Сергей Малицкий - Провидение зла
Жалоба
Напишите нам, и мы в срочном порядке примем меры.
Сергей Малицкий - Провидение зла краткое содержание
Провидение зла читать онлайн бесплатно
Сергей Малицкий
Провидение зла
© Малицкий С., 2014
© Оформление. ООО «Издательство «Эксмо», 2014
Все права защищены. Никакая часть электронной версии этой книги не может быть воспроизведена в какой бы то ни было форме и какими бы то ни было средствами, включая размещение в сети Интернет и в корпоративных сетях, для частного и публичного использования без письменного разрешения владельца авторских прав.
* * *Пролог
Камни Митуту
В сапог попала песчинка и уже больше часа то колола пятку, то закатывалась в центр ступни. Если бы шаг был быстрым, растерзала бы стопу в кровь. Но и так растерзает. Полдень на подходе, а сил, чтобы остановиться и переобуться, – нет. Стискивай зубы и сдерживай слезы.

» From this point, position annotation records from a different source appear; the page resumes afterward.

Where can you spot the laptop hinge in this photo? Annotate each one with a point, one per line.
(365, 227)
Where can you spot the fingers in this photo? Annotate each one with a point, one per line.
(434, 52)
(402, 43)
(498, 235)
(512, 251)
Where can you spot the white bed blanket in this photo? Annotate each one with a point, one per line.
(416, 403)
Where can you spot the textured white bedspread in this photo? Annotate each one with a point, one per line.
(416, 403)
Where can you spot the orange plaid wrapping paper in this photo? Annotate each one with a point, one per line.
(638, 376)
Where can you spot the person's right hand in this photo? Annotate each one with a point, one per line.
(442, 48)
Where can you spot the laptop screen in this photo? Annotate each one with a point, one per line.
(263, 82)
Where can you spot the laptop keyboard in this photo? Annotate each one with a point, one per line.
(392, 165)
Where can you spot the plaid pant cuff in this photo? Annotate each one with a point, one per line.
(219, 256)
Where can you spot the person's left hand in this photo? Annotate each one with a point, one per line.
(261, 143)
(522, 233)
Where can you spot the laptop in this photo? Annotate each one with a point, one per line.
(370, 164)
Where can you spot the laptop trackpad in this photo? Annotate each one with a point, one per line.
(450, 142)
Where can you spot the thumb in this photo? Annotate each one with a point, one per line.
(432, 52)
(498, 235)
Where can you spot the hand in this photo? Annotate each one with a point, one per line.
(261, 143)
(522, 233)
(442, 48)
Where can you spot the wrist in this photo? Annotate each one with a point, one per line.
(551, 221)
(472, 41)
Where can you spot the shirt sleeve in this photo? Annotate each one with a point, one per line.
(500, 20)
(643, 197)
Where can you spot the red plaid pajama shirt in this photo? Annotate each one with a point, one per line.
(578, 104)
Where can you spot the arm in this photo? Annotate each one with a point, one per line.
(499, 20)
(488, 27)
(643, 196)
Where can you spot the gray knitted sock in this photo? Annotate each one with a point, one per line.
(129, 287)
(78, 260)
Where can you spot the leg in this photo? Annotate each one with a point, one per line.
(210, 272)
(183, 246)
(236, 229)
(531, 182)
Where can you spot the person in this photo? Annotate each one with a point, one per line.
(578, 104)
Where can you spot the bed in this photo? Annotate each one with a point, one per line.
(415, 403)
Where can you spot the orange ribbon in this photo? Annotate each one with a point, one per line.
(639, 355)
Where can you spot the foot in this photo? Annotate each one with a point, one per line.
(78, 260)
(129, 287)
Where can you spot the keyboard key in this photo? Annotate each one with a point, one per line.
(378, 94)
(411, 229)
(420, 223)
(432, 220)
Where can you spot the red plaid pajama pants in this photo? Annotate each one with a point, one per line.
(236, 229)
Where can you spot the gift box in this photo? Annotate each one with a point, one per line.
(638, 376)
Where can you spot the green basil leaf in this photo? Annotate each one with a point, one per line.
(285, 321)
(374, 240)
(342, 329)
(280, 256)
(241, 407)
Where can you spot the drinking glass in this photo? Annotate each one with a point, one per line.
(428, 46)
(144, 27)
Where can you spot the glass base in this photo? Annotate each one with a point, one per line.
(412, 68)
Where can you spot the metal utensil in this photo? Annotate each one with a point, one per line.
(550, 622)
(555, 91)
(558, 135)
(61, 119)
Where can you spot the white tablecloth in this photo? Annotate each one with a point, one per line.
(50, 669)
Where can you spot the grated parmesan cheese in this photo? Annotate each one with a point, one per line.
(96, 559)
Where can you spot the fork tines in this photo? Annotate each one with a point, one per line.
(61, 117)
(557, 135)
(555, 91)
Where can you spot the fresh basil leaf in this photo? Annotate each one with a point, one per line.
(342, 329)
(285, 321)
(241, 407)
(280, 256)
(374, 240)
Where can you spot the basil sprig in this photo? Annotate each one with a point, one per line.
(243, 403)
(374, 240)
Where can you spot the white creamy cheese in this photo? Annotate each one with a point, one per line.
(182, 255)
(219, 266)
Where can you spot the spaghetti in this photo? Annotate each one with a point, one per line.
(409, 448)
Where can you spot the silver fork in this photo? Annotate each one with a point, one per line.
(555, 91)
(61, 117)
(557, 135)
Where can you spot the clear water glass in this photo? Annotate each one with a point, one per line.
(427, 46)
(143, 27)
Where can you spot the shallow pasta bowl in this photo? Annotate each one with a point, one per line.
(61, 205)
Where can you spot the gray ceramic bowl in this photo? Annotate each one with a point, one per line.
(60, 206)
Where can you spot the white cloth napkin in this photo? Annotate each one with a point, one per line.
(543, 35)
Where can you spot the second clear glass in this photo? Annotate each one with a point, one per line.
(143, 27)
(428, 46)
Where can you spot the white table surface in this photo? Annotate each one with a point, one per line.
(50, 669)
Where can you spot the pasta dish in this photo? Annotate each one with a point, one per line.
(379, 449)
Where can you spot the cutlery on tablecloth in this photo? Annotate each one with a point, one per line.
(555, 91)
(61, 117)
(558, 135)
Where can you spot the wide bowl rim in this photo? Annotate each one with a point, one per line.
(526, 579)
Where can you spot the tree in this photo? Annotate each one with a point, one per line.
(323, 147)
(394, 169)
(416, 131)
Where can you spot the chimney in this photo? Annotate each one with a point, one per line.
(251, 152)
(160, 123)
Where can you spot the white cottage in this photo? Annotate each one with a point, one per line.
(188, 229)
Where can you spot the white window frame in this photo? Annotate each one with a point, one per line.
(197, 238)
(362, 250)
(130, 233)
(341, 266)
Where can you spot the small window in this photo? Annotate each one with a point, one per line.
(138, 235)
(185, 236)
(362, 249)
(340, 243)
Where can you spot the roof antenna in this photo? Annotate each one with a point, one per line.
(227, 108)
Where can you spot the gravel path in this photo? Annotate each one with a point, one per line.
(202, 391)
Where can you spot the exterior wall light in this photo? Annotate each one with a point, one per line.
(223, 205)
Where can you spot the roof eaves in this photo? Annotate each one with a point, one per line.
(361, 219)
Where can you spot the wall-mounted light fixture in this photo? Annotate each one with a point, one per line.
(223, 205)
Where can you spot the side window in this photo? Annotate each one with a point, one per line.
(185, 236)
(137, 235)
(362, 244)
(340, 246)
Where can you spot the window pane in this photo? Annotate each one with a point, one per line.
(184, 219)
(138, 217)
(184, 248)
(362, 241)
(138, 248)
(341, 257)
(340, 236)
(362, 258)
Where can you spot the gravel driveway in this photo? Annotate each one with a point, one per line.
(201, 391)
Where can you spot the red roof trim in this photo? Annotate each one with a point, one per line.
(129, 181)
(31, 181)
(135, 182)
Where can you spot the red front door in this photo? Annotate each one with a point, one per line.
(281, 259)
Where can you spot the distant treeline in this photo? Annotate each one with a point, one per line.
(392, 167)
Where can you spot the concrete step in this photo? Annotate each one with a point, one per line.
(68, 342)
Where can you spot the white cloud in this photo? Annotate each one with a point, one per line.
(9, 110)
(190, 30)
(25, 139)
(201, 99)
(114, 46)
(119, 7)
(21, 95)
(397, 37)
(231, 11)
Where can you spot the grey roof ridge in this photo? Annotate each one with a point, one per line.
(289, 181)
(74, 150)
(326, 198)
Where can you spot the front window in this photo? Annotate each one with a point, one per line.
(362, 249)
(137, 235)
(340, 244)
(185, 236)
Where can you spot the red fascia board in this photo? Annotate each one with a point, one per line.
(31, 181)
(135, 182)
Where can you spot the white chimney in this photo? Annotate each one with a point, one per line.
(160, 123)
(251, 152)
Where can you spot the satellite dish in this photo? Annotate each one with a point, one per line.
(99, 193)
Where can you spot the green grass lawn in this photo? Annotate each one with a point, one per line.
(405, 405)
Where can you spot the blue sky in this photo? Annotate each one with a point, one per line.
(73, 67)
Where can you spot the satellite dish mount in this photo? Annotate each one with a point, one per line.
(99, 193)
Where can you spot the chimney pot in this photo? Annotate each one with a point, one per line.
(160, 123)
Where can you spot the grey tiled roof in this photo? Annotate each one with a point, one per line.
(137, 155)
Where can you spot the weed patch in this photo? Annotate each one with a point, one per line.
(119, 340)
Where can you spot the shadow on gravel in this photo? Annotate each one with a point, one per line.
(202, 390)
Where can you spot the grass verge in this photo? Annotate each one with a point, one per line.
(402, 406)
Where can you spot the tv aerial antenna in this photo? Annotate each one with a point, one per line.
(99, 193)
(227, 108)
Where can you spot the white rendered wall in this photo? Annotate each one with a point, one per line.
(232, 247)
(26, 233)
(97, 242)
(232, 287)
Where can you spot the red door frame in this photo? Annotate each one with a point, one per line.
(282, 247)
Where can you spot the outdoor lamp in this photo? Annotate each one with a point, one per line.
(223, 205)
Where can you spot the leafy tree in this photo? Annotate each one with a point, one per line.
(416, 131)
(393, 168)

– Стой, – обернулся к Алиусу Син. – Йор!
Широкоплечий дакит с мотком веревки мгновенно оказался рядом. На поясе Алиуса захлестнулась петля.
– Зачем? – брезгливо скривился юноша, слишком уж явно в облике Йора проступали черты зверя.
– Считай, пришли, – хмуро проговорил Син.
«Куда пришли?» – поежившись, не задал вопрос Алиус. Солнце выкатилось на небо уже давно, но среди холодных скал, в тени которых еще лежал снег, согреться не удавалось. Не баловала путников теплом весна в горах Митуту. Да и какая весна? Лету пришла пора. Последний весенний день докатился до середины.
– Веревочка для твоей же пользы, сам скоро поймешь, – с сомнением посмотрел на юного спутника угодник. – И хватит уже плечами камень обтирать, держись за мной след в след. Йор замыкает. И не косись на него, мало найдется людей, которым я доверял бы так же, как ему.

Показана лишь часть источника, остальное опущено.